Analyse des résultats de l’enquête statistique sur l’utilisation des animaux à des fins scientifiques en France d’après les données chiffrées du ministère de la recherche et de l’innovation. (Année de référence : 2016)

Muriel Obriet, vous présente une nouvelle analyse détaillée des données statistiques concernant l’expérimentation animale en France pour 2016, récemment publiées sur le site du Ministère de la recherche et de l’innovation. Rapport complet sur l’utilisation des animaux à des fins scientifiques

Il a semblé utile de placer ces données en regard de celles des années précédentes – aussi souvent que cela était possible et pertinent – afin de dégager des tendances. S’ajoute à l’analyse des chiffres quelques indispensables références à la directive européenne 2010/63/UE. Afin de mettre en relief certains éléments ou d’initier un questionnement, des passages sont encadrés. Ce document peut sembler long et parfois un peu rébarbatif mais il contient des informations importantes pour amorcer des actions. Nous attirons votre attention sur plusieurs points,  lesquels devraient amener les ONG, les élus et les citoyens à réagir auprès de Frédérique Vidal, Ministre de la recherche et de l’innovation :

–  La poursuite de l’augmentation du nombre d’animaux utilisés à des fins scientifiques (+7,5% en 2015 et encore + 0,9% en 2016),

–  L’augmentation continue du nombre de primates non-humains (encore +11% cette année soit une augmentation de 93,8% depuis 2010),

–  Concernant la provenance des animaux, le fait que plus de 185 000 animaux soient nés dans l’UE mais non dans un élevage agrée (contrevenant ainsi à l’article 20 de la directive européenne) et que le nombre des animaux provenant du « reste du monde »  ait augmenté de 165% entre 2015 et 2016 (ceci concerne 65% des macaques et 30% des chiens par exemple) ce qui n’augure pas d’une réelle préoccupation concernant la bientraitance des animaux de la part des laboratoires français,

–  L’utilisation illégale de 49 primates non-humains (macaques et singes rhésus) dans le cadre de l’enseignement supérieur et de la formation professionnelle (contrevenant ainsi à l’article 8 de la directive européenne),

– L’augmentation continue du nombre d’animaux utilisés pour l’enseignement et la formation (+ de 31% en 6 ans) malgré l’évolution remarquable des méthodes pédagogiques n’utilisant pas d’animaux,

–  L’augmentation spectaculaire du taux de « réutilisation » des animaux en 2016  (99% des reptiles, 73% de singes marmosets, 67% des chiens et des chats, 51% des moutons…) ce qui ne saurait être considéré comme une alternative même si le nombre d’animaux utilisés s’en trouve artificiellement réduit,

– L’augmentation  majeure  des procédures de « classe sévère »  – donc très douloureuses –  entre 2014 et 2016 (+97,50%) ainsi que l’augmentation des procédures de « classe modérée » (+30,70 %) tandis que les procédures de classe légère diminuent . Il faut que le Ministère de la Recherche s’engage à renverser cette tendance et que les appréciations rétrospectives (obligatoires pour les projets comprenant des procédures de classe sévère ou ceux qui utilisent des PNH) soient publiées sur le site du Ministère de la recherche sous forme de mises à jour des résumés non-techniques de projet (en application des §2 et 3 de l’article 43 de la directive européenne),

– L’utilisation d’encore 26% des animaux dans le cadre des «obligations législative ou réglementaire », c’est-à-dire les tests de contrôle de qualité, de toxicité, d’innocuité des médicaments ainsi que d’autres produits et substances : les pouvoirs publics doivent s’engager activement pour le remplacement de ces tests par des méthodes non-animales (voir encadré dans l’analyse p.16).
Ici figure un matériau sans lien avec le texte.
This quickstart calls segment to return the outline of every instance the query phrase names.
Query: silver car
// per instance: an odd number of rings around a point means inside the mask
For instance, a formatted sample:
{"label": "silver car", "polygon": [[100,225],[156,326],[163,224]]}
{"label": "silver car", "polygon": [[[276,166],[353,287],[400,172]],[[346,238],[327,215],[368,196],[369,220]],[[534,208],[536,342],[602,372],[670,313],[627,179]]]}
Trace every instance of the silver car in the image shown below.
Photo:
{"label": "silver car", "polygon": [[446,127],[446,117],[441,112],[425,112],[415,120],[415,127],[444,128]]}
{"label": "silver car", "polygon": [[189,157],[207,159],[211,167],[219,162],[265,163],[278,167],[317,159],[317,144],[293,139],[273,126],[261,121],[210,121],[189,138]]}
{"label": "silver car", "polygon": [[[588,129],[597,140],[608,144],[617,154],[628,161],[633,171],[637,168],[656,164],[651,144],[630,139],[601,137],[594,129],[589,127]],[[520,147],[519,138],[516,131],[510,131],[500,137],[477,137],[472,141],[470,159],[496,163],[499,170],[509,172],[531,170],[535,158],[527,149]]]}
L’ensemble des éléments ci-dessus – entre autres – confirment la non pertinence du principe des 3R (Remplacement, Réduction, Raffinement) prôné par la Commission européenne, dans un contexte où l’évaluation des projets utilisant des animaux ne présente pas les garanties d’objectivité nécessaires et où il n’existe pas de volonté politique de contribuer activement  au développement et à la mise en œuvre de nouvelles approches non animales ainsi qu’à une application rigoureuse de la réglementation en matière de bientraitance animale. 

Le « Raffinement » n’a pas de sens dans une procédure de classe sévère, de même  la « Réduction » n’a pas de sens si l’on réduit le nombre d’animaux dans  un échantillon mais que le nombre de projets augmente…

Les chiffres en témoignent. 

Le seul « R » qui vaille est celui du « Remplacement » et c’est bien sur celui-ci qu’il nous faut concentrer nos efforts.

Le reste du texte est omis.